Now Land Commissioner Alan Gough has ruled that this restriction on building no longer exists.

Hartford Homes had referred the case to the Commissioner to establish whether Bix House could be registered free of the restrictive covenant.

The covenant in question dated back to 1988 when the property was sold by Fuchsia Homes Ltd to a Peter Dawson.

It stipulated there was a restriction on the building on the property of more than one dwelling house.

Identical provisions were contained in the conveyances when Fuchsia sold the three properties on Farmhill Park. 

But hopes by the objectors to Hartford’s plans that they could cite the covenant to block the development have been dashed.

By a deed of conveyance dated March 1990 between Fuchsia Homes and Healeycroft Limited the benefit of the covenants contained in the conveyances was transferred to Healeycroft.

And by a deed of release dated December 2021 made between Healeycroft and Hartford the covenants, including the restriction on building on the land, were released.

This was filed at the Deeds Registry in January 2023 and therefore the building restriction had been cancelled before Hartford applied for first registration of Bix House in April 2023.

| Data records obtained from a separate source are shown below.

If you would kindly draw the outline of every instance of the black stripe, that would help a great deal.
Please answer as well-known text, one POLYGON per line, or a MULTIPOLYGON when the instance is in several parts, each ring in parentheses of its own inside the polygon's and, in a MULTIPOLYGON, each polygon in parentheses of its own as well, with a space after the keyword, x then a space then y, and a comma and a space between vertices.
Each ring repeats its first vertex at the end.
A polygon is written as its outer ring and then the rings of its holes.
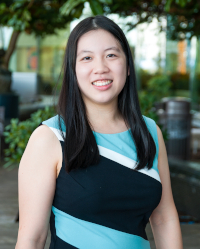
POLYGON ((101 156, 98 165, 69 174, 63 163, 53 205, 76 218, 147 239, 145 227, 161 194, 159 181, 101 156))

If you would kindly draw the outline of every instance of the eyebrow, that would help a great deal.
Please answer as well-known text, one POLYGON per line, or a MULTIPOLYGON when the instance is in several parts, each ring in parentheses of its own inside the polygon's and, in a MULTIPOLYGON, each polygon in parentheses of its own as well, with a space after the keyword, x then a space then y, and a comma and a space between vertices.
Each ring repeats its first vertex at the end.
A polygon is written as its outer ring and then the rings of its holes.
MULTIPOLYGON (((115 51, 117 51, 117 52, 121 52, 120 51, 120 49, 119 48, 117 48, 117 47, 110 47, 110 48, 106 48, 104 51, 108 51, 108 50, 115 50, 115 51)), ((90 51, 90 50, 81 50, 78 54, 77 54, 77 56, 79 56, 80 54, 82 54, 82 53, 94 53, 94 52, 92 52, 92 51, 90 51)))

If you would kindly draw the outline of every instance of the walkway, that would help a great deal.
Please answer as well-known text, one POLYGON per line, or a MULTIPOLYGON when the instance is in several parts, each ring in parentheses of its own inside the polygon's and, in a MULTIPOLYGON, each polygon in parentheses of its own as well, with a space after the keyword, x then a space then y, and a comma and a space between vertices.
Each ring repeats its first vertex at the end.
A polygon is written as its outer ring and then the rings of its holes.
MULTIPOLYGON (((0 167, 0 248, 14 249, 17 240, 18 223, 14 222, 18 210, 17 169, 8 171, 0 167)), ((184 249, 200 248, 200 224, 181 224, 184 249)), ((147 226, 151 249, 156 249, 151 227, 147 226)), ((49 245, 49 236, 45 249, 49 245)))

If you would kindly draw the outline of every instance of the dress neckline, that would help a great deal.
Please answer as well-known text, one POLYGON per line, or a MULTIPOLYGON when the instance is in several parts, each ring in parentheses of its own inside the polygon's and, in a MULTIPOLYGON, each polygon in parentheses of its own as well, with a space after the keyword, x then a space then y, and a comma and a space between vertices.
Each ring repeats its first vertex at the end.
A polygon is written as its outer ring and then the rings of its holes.
POLYGON ((126 131, 122 131, 122 132, 117 132, 117 133, 100 133, 100 132, 96 132, 96 131, 92 131, 93 133, 95 134, 99 134, 99 135, 120 135, 120 134, 123 134, 123 133, 127 133, 131 130, 131 128, 129 128, 128 130, 126 131))

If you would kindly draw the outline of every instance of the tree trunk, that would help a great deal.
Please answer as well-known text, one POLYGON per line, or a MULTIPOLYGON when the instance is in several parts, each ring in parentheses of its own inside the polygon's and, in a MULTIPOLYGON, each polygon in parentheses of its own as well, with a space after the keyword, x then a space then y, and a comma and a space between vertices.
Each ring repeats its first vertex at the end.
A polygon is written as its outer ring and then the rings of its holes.
POLYGON ((12 33, 8 49, 3 59, 3 67, 6 69, 8 69, 9 61, 10 61, 11 55, 13 54, 13 51, 15 50, 19 34, 20 34, 20 31, 16 31, 16 30, 14 30, 12 33))

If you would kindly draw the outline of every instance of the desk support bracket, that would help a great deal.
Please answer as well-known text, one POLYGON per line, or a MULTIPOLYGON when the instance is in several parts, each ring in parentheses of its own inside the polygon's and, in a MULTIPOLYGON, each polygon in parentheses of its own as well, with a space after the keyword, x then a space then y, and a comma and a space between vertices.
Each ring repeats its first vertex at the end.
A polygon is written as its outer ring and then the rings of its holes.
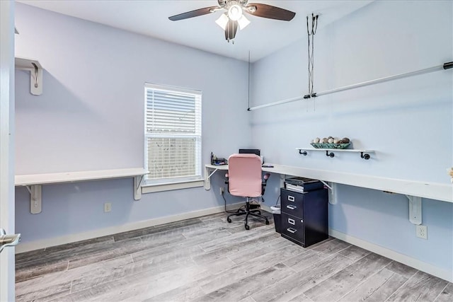
POLYGON ((409 221, 413 224, 422 224, 422 197, 406 196, 409 199, 409 221))
POLYGON ((134 176, 134 199, 140 200, 142 198, 142 182, 144 175, 134 176))
POLYGON ((41 185, 26 185, 25 187, 30 192, 30 213, 41 213, 42 201, 41 185))
POLYGON ((205 190, 211 190, 211 176, 214 175, 216 172, 217 172, 219 169, 214 169, 214 171, 210 174, 210 168, 207 167, 205 168, 205 190), (209 175, 208 175, 209 174, 209 175))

My Gough said: ‘I am therefore satisfied that at the time of the application for first registration in April 2023 the building restriction covenant was no longer enforceable as it did not exist.

‘The Land Registrar can be satisfied in my view that the building restriction covenant relied on by the objectors does not presently exist.’

Ian Gillings, a director of Healeycroft and formerly a director of Fuchsia Homes, which was dissolved in 1988, had sworn an affidavit saying that the right to enforce the restrictive covenant did not pass to the purchaser, and remained with Fuchsia.

Fuchsia also retained the right to modify, waive or release the restrictive covenant.

The Commissioner ordered that the Land Registrar may register the Bix House title as a first registration free from any notice of the covenant imposing a building restriction.

‘There is now no extant enforceable covenant, let alone one enforceable at the instance of the objectors,’ he ruled.